The plaintiff (defendant in error) was a fireman employed by the defendant. On October 5, 1907, he was injured by its negligence while working upon a train running from South Carolina to North Carolina. He brought this
action on January 7, 1910, and judgment was ordered for a certain sum by the supreme court of the state. 163 N.C. 186. The supreme court assumed that the case was governed by the act of April 22, 1908, c. 149, 35 Stat. 65. Two errors are assigned. First, in holding that statute applicable to the cause of action, and second, in allowing a recovery under it in an action begun more than two years after the cause of action accrued. Id., § 6. The case was not argued in this Court on behalf of the defendant in error, but we gather from the record in the opinion that, while at the trial, the railroad, upon issues not before us, insisted that the federal statute was not applicable, the contrary was admitted before the supreme court, so that, although the admission seems to have been made with the second question only in view, the first point would appear not to have been drawn to the attention of either court, and there was no discussion of how the case would stand apart from the act. The second objection was met by deciding that the limitation of two years imposed by § 6 could not be relied upon for want of a plea setting it up.
It would seem a miscarriage of justice if the plaintiff should recover upon a statute that did not govern the case, in a suit that the same act declared too late to be maintained. A right may be waived or lost by a failure to assert it at the proper time (Burnet v. Desmornes, 226 U. S. 145), but when a party has meant to insist on all the rights it might have, such a result would be unusual and extreme. The record shows a case to which the Act of 1908 did not apply, Winfree v. Northern Pacific Ry., 227 U. S. 296, and which the earlier Act of 1906 probably could not affect. Employers' Liability Cases, 207 U. S. 463, 207 U. S. 489. It also shows that the action was brought too late, and that the defendant insisted upon that point, although it had not pleaded what was apparent on the allegations of the declaration and the admissions of the answer.

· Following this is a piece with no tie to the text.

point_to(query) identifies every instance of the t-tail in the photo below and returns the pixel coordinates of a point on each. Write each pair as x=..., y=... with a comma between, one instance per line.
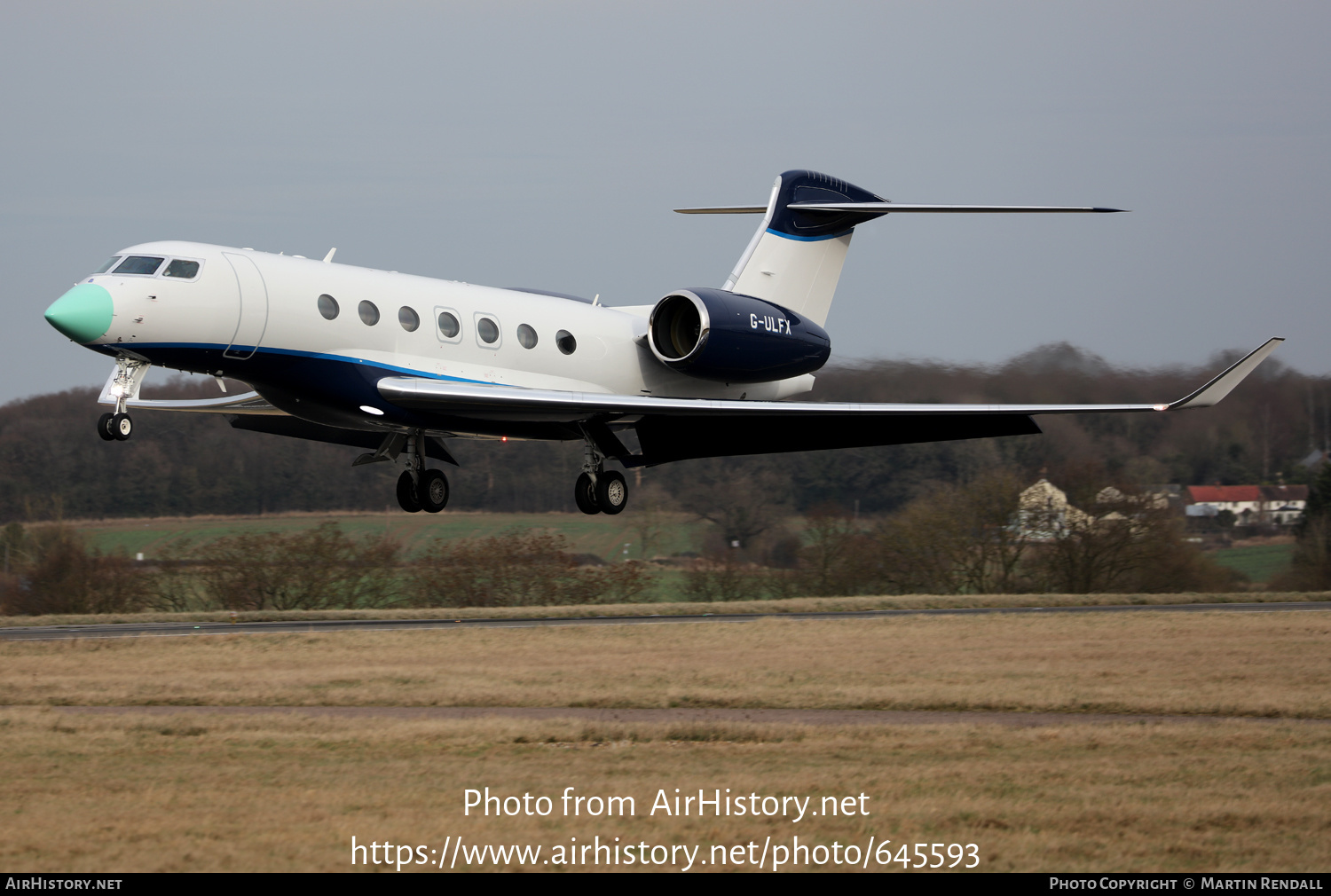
x=795, y=258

In dealing with the enactments of a paramount authority, such as Congress is, within its sphere, over the states, we are not to be curious in nomenclature if Congress has made its will plain, nor to allow substantive rights to be impaired under the name of procedure. Central Vermont Railway v. White, 238 U. S. 507, 238 U. S. 511. But, irrespective of the fact that the act of Congress is paramount, when a law that is relied on as a source of an obligation in tort sets a limit to the existence of what it creates, other jurisdictions naturally have been disinclined to press the obligation farther. Davis v. Mills, 194 U. S. 451, 194 U. S. 454; The Harrisburg, 119 U. S. 199. There may be special reasons for regarding such obligations imposed upon railroads by the statutes of the United States as so limited. Phillips Co. v. Grand Trunk Western Ry. Co., 236 U. S. 662, 236 U. S. 667. At all events, the act of Congress creates the only obligation that has existed since its enactment in a case like this, whatever similar ones formerly may have been found under local law emanating from a different source. Winfree v. Northern Pacific Ry., 227 U. S. 296, 227 U. S. 302. If it be available in a state court to found a right, and the record shows a lapse of time after which the act says that no action shall be maintained, the action must fail in the courts of a state as in those of the United States.
The ground that we have stated is sufficient for the reversal of the judgment so far as it proceeds upon the Act of 1908, and therefore we are relieved from the necessity of deciding whether the record is in such shape that the even more fundamental objection to the application of the act cannot be considered by this Court.